C'est bien dommages que cette série soit un peu tombé dans l'oublie, a part dans les magasin spécialisé ou les broquantes ( ::wub::  Mon édition collector qui  date d'une vingtaine d'année, bien épaisses et tout.)

----------


## Aween`

Vive les rousses. \o/

----------


## znokiss

J'ai trouvé tous les albums de la toute première édition. Celle avec une pré-histoire en N&B sur 3-4 pages dans les 2 premiers volumes. A 10€ pièce, dans un magasin d'occase en Suisse. Chanceux je suis.

----------


## Djeursu

Moi, c'est pas vraiment qu'elle soit rousse qui m'a marqué, mais plutôt son anatomie  ::): 

D'ailleurs, je me suis refait tout le premier cycle en voyant la nouvelle bd, primo c'est toujours aussi bon, secundo, bon dieu, meme en ayant vieilli, elle me fait toujours autant d'effet Pelisse !!!

----------


## Teto

Surtout que concernant les formes généreuses de la belle rousse, Loisel ne s'en est jamais caché: Il ne dessinait pas une fille à gros seins pour faire vendre, mais parce qu'il adorait les dessiner! Ce qui s'est confirmé avec Clochette dans Pan.
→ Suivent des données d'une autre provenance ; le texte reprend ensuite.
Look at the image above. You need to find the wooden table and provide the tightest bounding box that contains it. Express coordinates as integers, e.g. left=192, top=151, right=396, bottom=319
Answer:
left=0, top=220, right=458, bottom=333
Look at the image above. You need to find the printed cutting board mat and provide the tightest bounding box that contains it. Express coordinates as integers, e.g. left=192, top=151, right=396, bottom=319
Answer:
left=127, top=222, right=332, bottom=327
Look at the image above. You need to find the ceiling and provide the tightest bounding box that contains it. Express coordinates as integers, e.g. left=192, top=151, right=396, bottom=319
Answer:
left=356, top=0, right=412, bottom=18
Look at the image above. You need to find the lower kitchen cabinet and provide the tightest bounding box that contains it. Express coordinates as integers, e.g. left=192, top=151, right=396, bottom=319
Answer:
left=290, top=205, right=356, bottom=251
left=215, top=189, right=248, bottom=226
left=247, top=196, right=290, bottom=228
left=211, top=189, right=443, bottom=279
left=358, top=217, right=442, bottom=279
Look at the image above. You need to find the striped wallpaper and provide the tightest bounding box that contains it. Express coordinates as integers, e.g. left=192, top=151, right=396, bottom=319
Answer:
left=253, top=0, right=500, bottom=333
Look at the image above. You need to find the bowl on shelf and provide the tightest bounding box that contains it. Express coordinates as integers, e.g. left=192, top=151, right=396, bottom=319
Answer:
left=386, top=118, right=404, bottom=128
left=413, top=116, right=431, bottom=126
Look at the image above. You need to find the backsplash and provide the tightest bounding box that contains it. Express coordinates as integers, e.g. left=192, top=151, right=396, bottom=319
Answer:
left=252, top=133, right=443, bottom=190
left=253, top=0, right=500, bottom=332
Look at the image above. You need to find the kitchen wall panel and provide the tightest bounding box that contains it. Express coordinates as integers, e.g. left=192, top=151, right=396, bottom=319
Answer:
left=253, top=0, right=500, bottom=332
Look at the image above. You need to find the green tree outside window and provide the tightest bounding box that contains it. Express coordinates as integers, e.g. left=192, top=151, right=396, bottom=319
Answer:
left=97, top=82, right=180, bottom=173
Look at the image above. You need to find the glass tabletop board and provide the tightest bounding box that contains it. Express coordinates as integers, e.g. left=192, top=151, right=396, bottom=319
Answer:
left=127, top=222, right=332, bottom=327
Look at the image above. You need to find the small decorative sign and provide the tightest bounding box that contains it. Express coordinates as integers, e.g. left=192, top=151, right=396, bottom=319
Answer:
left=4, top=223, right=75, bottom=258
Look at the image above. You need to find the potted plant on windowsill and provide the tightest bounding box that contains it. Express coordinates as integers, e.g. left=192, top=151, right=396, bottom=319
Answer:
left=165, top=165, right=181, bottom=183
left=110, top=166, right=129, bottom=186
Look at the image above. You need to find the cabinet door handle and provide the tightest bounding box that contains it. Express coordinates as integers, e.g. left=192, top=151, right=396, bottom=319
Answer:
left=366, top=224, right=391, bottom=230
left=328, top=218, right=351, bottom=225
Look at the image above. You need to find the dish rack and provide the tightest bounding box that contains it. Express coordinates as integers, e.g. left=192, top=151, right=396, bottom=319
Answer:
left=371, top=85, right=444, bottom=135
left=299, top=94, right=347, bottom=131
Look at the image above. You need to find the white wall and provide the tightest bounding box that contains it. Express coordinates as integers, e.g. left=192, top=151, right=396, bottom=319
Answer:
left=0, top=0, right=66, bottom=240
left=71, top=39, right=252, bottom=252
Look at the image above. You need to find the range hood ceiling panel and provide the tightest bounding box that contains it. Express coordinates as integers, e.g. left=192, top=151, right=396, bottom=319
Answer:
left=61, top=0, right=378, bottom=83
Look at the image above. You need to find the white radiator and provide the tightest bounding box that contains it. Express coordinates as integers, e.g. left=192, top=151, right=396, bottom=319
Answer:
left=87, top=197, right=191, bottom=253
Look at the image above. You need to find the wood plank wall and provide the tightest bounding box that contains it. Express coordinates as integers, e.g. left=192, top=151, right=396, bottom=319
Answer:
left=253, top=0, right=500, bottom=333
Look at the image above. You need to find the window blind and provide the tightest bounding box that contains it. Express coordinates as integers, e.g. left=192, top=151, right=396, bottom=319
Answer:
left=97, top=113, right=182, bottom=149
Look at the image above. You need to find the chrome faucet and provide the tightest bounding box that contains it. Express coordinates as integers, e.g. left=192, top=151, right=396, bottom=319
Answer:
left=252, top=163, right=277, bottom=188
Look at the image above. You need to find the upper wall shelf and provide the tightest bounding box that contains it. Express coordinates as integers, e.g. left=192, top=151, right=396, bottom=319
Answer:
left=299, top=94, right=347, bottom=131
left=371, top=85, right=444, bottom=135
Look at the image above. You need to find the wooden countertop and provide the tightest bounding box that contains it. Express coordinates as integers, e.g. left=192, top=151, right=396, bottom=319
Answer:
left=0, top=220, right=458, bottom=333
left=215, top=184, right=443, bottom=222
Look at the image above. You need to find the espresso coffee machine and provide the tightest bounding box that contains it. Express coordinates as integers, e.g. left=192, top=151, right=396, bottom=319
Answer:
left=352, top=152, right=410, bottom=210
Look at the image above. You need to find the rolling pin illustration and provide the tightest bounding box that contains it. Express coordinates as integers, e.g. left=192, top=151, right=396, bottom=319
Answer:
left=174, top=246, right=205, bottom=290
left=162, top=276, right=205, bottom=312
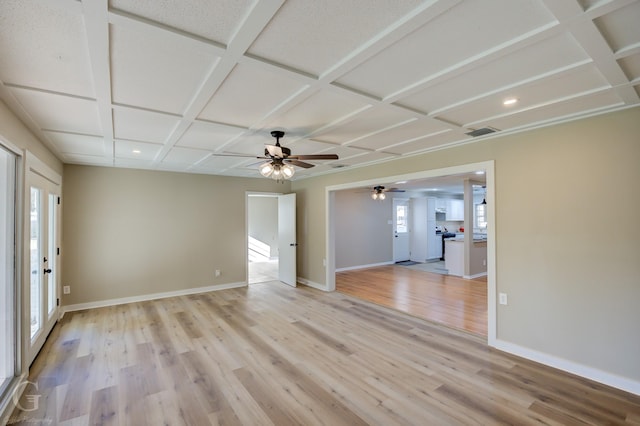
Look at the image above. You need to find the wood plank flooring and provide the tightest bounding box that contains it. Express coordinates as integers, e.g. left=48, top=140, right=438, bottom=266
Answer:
left=11, top=282, right=640, bottom=426
left=336, top=265, right=487, bottom=337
Heu... Par contre, l'autre série qui a pompé sur la Quête... c'est quoi? J'ai beau suivre le regard, je ne vois que le mur de ma chambre...  ::P:  La série sur les trolls, peut-être? Sinon c'est vrai, si on commence à donner toutes les séries qui ont piqué dans la Quête, on n'a pas fini. C'est dire le *C*lassique que c'est.

Teto.

----------


## Hyperpenguin

Mhhh merci pour l'annonce de la sortie du 3, va falloir que je l'offre à mon père pour compléter sa collection s'il ne l'a pas déjà, et je pourrais me refaire toute la série d'un coup  ::):  vraiment très bon le premier cycle, et j'ai l'impression aux vues des preview du T3 que ça démarre enfin!

----------


## kilfou

Perso, j'aime beaucoup les tomes de la préquelle (y en a 3 de parus, dispo dans les bonnes librairies).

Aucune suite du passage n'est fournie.